Ed Barnett: President
Incredible changes have taken place in our conference in the last five months. They are changes that will require us to take a new look at how we do church. From a leadership perspective, this offers an opportunity for our conference and the church itself to carefully and prayerfully look at how we can do church better as we move forward.
In the era of “new normal,” all our congregations have engaged in embracing technology and virtual worship. Looking into the future, we expect to continue live-streaming worship services in all churches. It is amazing to see the number of hits some of our churches are getting.
In the last few months, the church mission, including our traditional evangelistic outreach, experienced a pause in many of our plans, but also received a boost with a variety of new methods.
Over the years, we have talked about innovation. Now, we are not to engage in the “tried and true,” but must continue to update and retool using new technology and social media to reach thousands of people rather than maintain the low numbers we were reaching in the past.
And there is more. To effectively reach our audience, we need to rethink the content of our preaching and teaching. Jesus has to be the center of our churches, homes and messages.
In recent months, we have seen an increased interaction with our neighbors as we have responded to their many needs—both physical and spiritual. It is vital that we refocus our public presence and strategize ways to best meet the needs of our communities while sharing Jesus and His love.
Among the biggest challenges in our conference is the effect of the pandemic on our schools. There will be the required readjustment in how educational programs meet the cognitive, social and spiritual needs of our students, besides also meeting the financial obligations.

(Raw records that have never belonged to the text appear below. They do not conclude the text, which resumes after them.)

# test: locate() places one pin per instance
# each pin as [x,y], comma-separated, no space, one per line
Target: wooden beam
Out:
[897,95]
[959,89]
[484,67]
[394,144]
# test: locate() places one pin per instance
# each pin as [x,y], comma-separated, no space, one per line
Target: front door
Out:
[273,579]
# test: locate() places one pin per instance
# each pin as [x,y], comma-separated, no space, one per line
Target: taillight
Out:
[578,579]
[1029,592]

From a management perspective, we must continue to hold more virtual meetings rather than spending thousands of dollars traveling throughout our vast territory of Colorado, Wyoming and the northern part of New Mexico. Our new circumstances call us to rethink how we conduct large gatherings, including town halls and camp meetings.
Eric Nelson: VP for Administration
Adventist churches within our conference have been challenged to accommodate the health orders of their counties and states. The goal continues to be maintaining the safety of our members while carrying on ministry.

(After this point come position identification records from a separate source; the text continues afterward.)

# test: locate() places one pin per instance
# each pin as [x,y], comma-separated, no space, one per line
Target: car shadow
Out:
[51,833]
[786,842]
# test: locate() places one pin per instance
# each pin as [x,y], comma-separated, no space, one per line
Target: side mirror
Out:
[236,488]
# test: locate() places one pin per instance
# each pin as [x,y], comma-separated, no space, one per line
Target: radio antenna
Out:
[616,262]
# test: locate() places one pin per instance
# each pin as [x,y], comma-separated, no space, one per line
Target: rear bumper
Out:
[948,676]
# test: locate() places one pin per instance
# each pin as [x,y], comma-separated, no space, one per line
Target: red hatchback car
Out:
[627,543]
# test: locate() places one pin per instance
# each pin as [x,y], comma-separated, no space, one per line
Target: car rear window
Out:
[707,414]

Our churches have become creative during this time. There have been added burdens of setting up safeguards to keep distance, masks and safety protocols to ensure we have a safe environment for church members to gather, even in a limited manner.
Some have taken to worshiping outdoors since there is more space and attendance can be increased. All of these scenarios create challenges for our churches and for their worship.
At the beginning of the outbreak, many of our pastors were conducting evangelistic or outreach services. They had to switch nimbly to an online format. In some cases, their attendance increased. In the same manner, some have seen more people attending online worship than were attending when they met in the sanctuary. We praise the Lord for the resources of the computer and internet that provide tools that can meet this challenge.
Thankfully, restrictions did not stop a number of baptisms. New methods of mission are already being effective, such as giving Bible studies by phone or online.
Churches will continue to adjust to the restrictive health challenges. In some cases, that means offering multiple services or live-streaming. Ways beyond a short contact by computer are being explored to develop or maintain personal interaction and contact with individuals not comfortable attending.
Several churches welcomed new pastors in Colorado and Wyoming during the beginning of the COVID-19 pandemic, while some districts were divided and absorbed into other districts as an efficiency and cost-saving measure.
The mission of Rocky Mountain Conference has not changed during COVID-19, even though methods are new and different. Innovation and creativity are welcome, as is the flexibility shown by members and pastors. They have stepped up to this challenge in a large measure and are striving to do their utmost to carry on the mission to “Know Christ and make Him fully known” to church members and their communities.
George Crumley: VP for Finance
Who would have thought back in February that a virus spreading overseas could so quickly spread to our country and completely change the way we worship, work, recreate and socialize? Because of its impact, it has left collateral damage that continues to affect the church, society and economy.
Because of current uncertainties, it is difficult for our schools to project what will happen in the fall, and thus feel comfortable with their future budgets. The result is a natural financial conservatism, which is appropriate given the circumstances. This is just one of many challenges our schools are facing.
Within the conference, our base tithe has been down by a bit over 3 percent so far this year. Because of this, we have frozen all hiring for new positions within the conference, voted not to provide the July 1 cost-of-living pay increase for employees and are emphasizing careful management of departmental expenditures.
We are thankful that the tithe decrease is not greater, and we are grateful to our members for being faithful even in the face of uncertainty. We also appreciate our schools for being conservatively watchful as we proceed through this year and budget in the fall for next year.
Through all of this, we can be thankful. Because of technology, we have continued to worship together, learn together, work together, socialize together and return our tithes and offerings to support the mission. None of this could have been easily done just a few years ago.
We can all look forward to being back together for prayer, study, learning, working and socializing. I have been reminded through all of this of the importance of our freedoms—God-given freedoms we should never take for granted.